O jornalista Luiz Cláudio Soares de Oliveira, convidado para
proferir a palestra de abertura da 31ª
Semana Literária do Sesc Paraná, em Foz do Iguaçu, concedeu-me, gentilmente,
uma entrevista respondida via e-mail. Por problemas técnicos a entrevista não pôde
ser postada no site oficial do evento. Mesmo assim, considerei de muita relevância
o tema e a pesquisa desenvolvida pelo jornalista e resolvi postar no blogue,
para democratizar a informação.
Durante o debate, Oliveira aprofunda todas estas questões de
forma aberta e clara.
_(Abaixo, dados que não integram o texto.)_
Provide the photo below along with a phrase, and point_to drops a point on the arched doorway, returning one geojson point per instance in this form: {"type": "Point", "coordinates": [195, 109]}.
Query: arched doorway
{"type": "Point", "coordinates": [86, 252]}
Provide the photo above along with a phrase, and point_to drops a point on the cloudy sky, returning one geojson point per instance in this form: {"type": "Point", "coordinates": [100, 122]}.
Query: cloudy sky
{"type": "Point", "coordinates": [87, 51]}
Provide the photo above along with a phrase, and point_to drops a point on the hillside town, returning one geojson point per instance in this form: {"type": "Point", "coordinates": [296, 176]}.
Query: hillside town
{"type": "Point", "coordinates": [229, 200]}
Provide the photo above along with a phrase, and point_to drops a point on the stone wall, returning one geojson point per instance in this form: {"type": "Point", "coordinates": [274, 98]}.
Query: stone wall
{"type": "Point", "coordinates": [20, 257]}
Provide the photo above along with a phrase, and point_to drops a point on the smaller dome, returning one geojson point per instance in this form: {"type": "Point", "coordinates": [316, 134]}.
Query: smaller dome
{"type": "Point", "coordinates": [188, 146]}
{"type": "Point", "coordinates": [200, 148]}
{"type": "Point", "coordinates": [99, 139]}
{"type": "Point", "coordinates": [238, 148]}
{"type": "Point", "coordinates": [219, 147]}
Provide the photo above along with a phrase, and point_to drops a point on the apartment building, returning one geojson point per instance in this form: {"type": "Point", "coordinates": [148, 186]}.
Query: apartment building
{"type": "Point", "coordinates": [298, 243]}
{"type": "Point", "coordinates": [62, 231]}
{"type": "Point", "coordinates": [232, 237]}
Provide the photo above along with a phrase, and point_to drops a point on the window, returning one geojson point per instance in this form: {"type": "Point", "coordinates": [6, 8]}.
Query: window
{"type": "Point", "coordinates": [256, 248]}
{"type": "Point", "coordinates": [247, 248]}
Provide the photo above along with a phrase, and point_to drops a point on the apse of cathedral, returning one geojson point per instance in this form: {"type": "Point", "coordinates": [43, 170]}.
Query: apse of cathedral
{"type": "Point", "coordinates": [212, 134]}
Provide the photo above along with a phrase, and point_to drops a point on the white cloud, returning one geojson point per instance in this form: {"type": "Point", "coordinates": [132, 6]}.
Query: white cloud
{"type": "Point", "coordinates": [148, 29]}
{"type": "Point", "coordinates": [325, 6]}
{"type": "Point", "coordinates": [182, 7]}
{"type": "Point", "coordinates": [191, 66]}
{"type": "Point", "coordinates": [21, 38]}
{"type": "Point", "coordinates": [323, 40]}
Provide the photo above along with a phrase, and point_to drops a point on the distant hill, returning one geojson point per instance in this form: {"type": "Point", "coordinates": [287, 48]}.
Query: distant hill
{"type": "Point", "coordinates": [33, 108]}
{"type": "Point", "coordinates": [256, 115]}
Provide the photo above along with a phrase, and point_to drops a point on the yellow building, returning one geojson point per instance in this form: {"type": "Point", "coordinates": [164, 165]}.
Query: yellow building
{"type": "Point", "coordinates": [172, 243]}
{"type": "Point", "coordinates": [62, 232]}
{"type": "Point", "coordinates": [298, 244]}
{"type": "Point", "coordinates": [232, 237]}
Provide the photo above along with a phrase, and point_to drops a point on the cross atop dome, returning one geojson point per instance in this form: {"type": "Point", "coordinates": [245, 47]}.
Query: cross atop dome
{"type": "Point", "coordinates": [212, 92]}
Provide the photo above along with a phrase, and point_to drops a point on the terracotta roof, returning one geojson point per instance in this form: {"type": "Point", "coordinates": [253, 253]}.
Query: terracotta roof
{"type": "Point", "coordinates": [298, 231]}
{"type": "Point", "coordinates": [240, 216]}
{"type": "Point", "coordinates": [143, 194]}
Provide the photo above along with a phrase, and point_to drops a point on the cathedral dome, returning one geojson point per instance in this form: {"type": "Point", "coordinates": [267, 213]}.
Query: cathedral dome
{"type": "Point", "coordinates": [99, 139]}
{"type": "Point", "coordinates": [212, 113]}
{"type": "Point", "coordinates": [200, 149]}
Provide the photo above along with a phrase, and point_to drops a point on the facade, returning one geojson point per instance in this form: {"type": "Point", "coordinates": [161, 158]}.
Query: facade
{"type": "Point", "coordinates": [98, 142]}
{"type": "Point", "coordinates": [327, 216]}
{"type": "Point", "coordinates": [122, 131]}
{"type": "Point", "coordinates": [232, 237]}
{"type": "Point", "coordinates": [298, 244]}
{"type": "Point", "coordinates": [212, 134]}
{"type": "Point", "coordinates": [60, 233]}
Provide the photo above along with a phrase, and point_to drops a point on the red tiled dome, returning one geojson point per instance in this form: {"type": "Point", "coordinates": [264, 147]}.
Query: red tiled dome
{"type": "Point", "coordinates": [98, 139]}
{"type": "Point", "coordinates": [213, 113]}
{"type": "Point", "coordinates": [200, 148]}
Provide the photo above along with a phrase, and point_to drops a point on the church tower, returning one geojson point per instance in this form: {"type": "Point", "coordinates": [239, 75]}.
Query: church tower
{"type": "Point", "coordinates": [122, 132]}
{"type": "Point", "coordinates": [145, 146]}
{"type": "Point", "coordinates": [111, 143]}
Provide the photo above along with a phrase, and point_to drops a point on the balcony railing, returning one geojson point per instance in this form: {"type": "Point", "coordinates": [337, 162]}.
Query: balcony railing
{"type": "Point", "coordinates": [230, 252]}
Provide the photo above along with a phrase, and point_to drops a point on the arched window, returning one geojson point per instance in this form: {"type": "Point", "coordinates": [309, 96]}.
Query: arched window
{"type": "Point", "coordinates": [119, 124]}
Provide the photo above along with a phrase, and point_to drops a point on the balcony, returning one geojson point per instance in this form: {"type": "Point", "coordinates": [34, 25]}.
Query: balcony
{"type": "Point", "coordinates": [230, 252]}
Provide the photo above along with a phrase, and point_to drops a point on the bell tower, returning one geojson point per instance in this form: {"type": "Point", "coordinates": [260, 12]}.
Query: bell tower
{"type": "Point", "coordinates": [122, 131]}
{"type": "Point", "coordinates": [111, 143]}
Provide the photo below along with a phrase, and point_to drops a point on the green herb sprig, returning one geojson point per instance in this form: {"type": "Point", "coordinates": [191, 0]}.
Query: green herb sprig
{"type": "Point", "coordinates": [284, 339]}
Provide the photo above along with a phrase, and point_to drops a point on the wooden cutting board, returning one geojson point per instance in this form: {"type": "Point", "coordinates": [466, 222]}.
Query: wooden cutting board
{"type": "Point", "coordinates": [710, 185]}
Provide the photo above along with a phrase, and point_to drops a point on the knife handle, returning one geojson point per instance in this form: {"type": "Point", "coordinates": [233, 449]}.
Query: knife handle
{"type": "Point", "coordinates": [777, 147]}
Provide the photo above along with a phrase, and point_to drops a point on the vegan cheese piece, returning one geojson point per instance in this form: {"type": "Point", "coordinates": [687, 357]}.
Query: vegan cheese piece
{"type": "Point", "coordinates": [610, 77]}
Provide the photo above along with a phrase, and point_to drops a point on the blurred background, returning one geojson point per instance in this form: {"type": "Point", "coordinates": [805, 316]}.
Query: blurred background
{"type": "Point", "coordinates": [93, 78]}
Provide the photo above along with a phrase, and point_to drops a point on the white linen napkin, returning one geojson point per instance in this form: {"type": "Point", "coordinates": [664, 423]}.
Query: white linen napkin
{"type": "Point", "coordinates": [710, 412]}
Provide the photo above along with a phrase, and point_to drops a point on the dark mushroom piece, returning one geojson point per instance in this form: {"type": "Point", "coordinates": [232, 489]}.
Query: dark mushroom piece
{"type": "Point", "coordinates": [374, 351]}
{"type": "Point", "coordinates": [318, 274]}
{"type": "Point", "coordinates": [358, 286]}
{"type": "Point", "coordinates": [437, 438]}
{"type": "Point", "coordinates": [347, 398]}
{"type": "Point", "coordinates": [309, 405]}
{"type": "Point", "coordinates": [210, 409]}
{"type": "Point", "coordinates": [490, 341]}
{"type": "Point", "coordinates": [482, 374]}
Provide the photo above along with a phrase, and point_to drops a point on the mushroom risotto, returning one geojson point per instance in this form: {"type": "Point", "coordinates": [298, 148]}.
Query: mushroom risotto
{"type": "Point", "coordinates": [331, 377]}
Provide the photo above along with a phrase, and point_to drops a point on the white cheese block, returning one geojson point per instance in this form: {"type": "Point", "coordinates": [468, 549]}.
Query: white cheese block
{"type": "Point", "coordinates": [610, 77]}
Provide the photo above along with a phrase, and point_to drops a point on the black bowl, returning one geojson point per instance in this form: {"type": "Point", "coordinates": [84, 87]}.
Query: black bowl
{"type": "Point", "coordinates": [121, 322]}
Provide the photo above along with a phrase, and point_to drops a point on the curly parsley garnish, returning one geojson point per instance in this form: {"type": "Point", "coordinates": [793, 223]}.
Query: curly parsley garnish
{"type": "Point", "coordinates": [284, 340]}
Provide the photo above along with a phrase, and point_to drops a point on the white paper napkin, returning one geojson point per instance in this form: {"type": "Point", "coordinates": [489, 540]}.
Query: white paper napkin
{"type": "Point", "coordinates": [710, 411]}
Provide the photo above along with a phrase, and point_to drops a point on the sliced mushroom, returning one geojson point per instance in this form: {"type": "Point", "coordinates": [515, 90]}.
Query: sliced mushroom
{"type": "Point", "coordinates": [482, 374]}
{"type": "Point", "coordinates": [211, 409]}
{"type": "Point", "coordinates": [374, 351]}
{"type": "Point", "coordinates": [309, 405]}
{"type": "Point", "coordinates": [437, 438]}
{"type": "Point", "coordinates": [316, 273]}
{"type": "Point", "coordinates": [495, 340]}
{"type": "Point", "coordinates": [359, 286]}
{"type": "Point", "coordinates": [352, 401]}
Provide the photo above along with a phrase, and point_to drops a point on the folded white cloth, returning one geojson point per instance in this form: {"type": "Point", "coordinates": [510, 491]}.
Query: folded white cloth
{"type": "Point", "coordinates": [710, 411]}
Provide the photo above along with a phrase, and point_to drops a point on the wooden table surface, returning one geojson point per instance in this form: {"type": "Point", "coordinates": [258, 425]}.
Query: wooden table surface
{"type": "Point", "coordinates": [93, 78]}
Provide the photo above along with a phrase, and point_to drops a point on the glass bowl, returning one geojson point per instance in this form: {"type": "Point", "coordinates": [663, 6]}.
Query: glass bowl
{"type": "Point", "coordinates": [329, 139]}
Por isto achei oportuno documentar a entrevista e indicar
o livro.
Fruto de uma dissertação que defendeu, em 2005, para o curso
de mestrado em
Estudos Literários, da Universidade Federal do Paraná (UFPR),
“Dalton Trevisan (En)Contra o Paranismo” transformou-se em livro e, agora, tema
de debate.
Oliveira analisa como Dalton Trevisan utilizou a revista Joaquim,
que o “Vampiro de Curitiba” editou, de 1946 a 1948, para desenvolver e divulgar a sua
prosa inventiva e, também, criticar o Paranismo e os ícones cultuados na
primeira metade do século XX, no estado.
O tema de sua
palestra é essencialmente sobre o livro que escreveu sobre a revista Joaquim
editada por Dalton Trevisan? Poderia falar um pouco sobre a importância desta
publicação para o cenário literário paranaense e nacional?
Falo basicamente sobre o tema do meu livro, que é a Revisa
Joaquim, mas também abordo um pouco da obra de Dalton Trevisan feita
posteriormente a ela.
A revista teve vários méritos, como o de abrir as portas
para um fazer cultural mais moderno em Curitiba, também fez circular pela
cidade a obra recente de artistas brasileiros e internacionais, ajudou na
solidificação da carreira de críticos e artistas locais. Mas o principal mérito
da Joaquim foi permitir a Dalton Trevisan exercitar sua literatura e lançar seu
nome no mercado nacional como promissor escritor de Curitiba.
Emiliano Perneta e Alfredo Andersen
ainda hoje são ícones da cultura paranaense, mas foram duramente criticados por
Dalton. Qual era a principal crítica de Trevisan ao Parananismo?
Perneta e Andersen não foram exatamente atacados por Dalton
por serem representantes do Paranismo. Parodiando o que Dalton escreveu na
crítica a Emiliano, eles foram vítimas da província, que os havia elegido como
representantes máximos e, com isso, anulavam espaço para os mais jovens, como o
próprio Trevisan que buscava seu lugar ao sol.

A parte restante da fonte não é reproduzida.